Nominal Maximum Aggregate Size Fine Aggregate Fineness Modulus
2.40 2.60 2.80 3.00
9.5 mm (0.375 inches) 0.50 0.48 0.46 0.44
12.5 mm (0.5 inches) 0.59 0.57 0.55 0.53
19 mm (0.75 inches) 0.66 0.64 0.62 0.60
25 mm (1 inches) 0.71 0.69 0.67 0.65
37.5 mm (1.5 inches) 0.75 0.73 0.71 0.69
50 mm (2 inches) 0.78 0.76 0.74 0.72
Notes:

  • These values can be increased by up to about 10 percent for pavement applications.

  • Coarse aggregate volumes are based on oven-dry-rodded weights obtained in accordance with ASTM C 29.

Fine Aggregate Content

At this point, all other constituent volumes have been specified (water, portland cement, air and coarse aggregate). Thus, the fine aggregate volume is just the remaining volume:

Unit volume (1 m3 or yd3)
Volume of mixing water
Volume of air
Volume of portland cement
Volume of coarse aggregate
equals Volume of fine aggregate

Adjustments for Aggregate Moisture

Unlike HMA, PCC batching does not require dried aggregate. Therefore, aggregate moisture content must be accounted for. Aggregate moisture affects the following parameters:

  1. Aggregate weights. Aggregate volumes are calculated based on oven dry unit weights, but aggregate is typically batched based on actual weight. Therefore, any moisture in the aggregate will increase its weight and stockpiled aggregates almost always contain some moisture. Without correcting for this, the batched aggregate volumes will be incorrect.
  2. Amount of mixing water.
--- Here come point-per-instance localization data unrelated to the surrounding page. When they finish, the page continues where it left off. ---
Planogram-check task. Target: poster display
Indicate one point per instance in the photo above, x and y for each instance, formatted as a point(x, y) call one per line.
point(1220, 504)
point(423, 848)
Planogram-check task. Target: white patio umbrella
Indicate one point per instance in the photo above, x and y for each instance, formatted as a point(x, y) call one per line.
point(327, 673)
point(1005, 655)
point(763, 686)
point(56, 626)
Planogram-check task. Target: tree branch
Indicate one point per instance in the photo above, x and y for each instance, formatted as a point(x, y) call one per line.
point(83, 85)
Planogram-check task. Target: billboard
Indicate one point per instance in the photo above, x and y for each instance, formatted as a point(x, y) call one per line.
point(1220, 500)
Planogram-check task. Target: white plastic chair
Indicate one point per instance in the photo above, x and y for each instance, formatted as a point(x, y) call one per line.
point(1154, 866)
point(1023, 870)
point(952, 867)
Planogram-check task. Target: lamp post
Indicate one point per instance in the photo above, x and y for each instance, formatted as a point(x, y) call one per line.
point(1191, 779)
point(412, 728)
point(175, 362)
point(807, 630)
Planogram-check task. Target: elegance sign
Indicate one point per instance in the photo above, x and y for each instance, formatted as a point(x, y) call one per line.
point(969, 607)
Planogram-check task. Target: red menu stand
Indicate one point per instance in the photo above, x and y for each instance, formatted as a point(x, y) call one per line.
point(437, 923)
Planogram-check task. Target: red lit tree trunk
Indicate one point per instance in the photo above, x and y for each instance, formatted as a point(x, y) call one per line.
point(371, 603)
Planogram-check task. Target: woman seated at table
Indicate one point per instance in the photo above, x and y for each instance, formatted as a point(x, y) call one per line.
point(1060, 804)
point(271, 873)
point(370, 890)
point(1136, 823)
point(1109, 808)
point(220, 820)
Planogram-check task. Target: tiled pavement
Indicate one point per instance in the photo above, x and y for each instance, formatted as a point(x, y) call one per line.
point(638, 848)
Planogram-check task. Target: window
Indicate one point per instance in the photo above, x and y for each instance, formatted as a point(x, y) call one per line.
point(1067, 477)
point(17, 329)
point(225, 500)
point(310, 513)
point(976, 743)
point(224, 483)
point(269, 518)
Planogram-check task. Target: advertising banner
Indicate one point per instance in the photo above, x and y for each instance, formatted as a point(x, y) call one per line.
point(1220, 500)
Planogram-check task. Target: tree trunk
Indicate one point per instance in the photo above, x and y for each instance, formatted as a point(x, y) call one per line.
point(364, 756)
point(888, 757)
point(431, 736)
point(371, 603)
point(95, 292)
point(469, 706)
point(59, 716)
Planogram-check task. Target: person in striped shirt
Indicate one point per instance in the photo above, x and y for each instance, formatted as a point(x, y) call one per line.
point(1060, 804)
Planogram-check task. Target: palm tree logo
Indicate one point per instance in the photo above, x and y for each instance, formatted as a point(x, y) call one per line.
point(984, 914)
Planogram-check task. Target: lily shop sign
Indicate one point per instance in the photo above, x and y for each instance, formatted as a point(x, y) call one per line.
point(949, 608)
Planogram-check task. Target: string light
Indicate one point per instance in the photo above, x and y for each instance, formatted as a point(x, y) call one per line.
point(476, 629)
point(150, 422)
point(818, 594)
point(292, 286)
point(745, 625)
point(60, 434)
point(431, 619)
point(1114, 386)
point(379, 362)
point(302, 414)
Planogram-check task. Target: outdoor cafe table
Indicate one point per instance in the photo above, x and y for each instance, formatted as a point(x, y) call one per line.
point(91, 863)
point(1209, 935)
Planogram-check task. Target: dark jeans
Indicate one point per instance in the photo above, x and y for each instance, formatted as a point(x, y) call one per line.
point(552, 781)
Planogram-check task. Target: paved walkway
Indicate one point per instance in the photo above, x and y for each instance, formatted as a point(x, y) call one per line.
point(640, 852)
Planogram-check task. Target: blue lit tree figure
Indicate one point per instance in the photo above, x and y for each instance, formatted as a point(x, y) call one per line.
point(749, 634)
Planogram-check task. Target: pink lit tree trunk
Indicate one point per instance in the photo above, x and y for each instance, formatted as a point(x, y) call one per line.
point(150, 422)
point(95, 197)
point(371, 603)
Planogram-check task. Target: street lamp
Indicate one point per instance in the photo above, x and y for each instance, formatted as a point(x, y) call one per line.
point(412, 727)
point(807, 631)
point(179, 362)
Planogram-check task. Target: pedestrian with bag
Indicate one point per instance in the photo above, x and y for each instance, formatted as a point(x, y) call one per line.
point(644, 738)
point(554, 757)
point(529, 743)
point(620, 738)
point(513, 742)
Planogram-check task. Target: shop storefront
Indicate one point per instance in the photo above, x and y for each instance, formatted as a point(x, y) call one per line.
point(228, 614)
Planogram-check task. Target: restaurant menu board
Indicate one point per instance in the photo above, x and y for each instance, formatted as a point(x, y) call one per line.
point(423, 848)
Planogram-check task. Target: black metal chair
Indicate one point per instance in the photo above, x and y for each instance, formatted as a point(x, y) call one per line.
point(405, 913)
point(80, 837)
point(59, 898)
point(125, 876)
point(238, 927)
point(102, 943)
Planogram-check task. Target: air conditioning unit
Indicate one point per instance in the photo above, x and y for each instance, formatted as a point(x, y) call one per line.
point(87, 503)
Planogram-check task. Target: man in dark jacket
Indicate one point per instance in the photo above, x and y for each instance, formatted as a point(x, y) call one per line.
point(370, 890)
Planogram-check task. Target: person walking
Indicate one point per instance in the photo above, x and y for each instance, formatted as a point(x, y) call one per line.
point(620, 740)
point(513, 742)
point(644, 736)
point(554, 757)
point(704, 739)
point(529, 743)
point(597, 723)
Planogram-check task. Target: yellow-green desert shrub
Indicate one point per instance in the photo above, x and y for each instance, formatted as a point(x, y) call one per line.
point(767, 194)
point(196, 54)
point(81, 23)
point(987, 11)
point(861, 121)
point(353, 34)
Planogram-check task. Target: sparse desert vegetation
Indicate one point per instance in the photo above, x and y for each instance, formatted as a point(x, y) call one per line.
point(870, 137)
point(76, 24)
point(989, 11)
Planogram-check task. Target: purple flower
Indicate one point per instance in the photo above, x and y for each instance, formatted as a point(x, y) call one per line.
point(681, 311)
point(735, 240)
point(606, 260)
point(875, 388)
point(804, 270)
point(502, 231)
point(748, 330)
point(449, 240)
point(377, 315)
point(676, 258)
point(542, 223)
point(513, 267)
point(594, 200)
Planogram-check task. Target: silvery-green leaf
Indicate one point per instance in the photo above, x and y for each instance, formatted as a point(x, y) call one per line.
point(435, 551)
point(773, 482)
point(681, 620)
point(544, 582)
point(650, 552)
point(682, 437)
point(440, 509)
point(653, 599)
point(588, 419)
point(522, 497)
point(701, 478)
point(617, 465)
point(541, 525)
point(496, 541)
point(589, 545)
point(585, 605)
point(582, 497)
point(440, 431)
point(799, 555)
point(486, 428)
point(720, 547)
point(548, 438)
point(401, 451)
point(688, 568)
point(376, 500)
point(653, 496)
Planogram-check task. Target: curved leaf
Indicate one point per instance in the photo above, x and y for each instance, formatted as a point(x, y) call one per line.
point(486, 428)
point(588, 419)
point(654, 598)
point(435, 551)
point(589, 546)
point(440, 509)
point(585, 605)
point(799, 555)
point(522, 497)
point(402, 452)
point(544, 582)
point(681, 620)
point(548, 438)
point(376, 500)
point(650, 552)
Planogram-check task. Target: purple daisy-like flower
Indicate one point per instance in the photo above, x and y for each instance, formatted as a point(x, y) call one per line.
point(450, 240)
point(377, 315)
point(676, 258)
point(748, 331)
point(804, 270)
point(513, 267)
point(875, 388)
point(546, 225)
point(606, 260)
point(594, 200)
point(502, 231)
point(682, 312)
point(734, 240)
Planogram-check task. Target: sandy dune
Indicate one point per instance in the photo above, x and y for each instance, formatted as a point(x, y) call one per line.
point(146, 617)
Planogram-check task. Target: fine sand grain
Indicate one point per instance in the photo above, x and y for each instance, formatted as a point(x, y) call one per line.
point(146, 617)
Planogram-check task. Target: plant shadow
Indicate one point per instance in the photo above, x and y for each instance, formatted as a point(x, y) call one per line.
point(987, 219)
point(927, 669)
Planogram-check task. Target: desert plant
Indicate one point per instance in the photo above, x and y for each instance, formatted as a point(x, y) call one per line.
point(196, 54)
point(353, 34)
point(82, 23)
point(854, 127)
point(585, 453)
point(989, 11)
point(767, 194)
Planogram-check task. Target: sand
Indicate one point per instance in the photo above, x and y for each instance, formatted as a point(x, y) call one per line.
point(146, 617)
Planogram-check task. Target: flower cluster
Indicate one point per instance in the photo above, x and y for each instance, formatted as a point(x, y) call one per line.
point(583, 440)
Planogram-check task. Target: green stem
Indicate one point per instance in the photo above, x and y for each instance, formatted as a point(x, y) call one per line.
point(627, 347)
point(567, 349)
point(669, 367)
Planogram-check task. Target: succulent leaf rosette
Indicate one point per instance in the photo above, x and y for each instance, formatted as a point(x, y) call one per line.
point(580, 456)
If the batched aggregate is anything but saturated surface dry it will absorb water (if oven dry or air dry) or give up water (if wet) to the cement paste. This causes a net change in the amount of water available in the mix and must be compensated for by adjusting the amount of mixing water added.



Footnotes    (↵ returns to text)
  1. ACI Manual of Concrete Practice 2000, Part 1: Materials and General Properties of Concrete.  American Concrete Institute.  Farmington Hills, MI.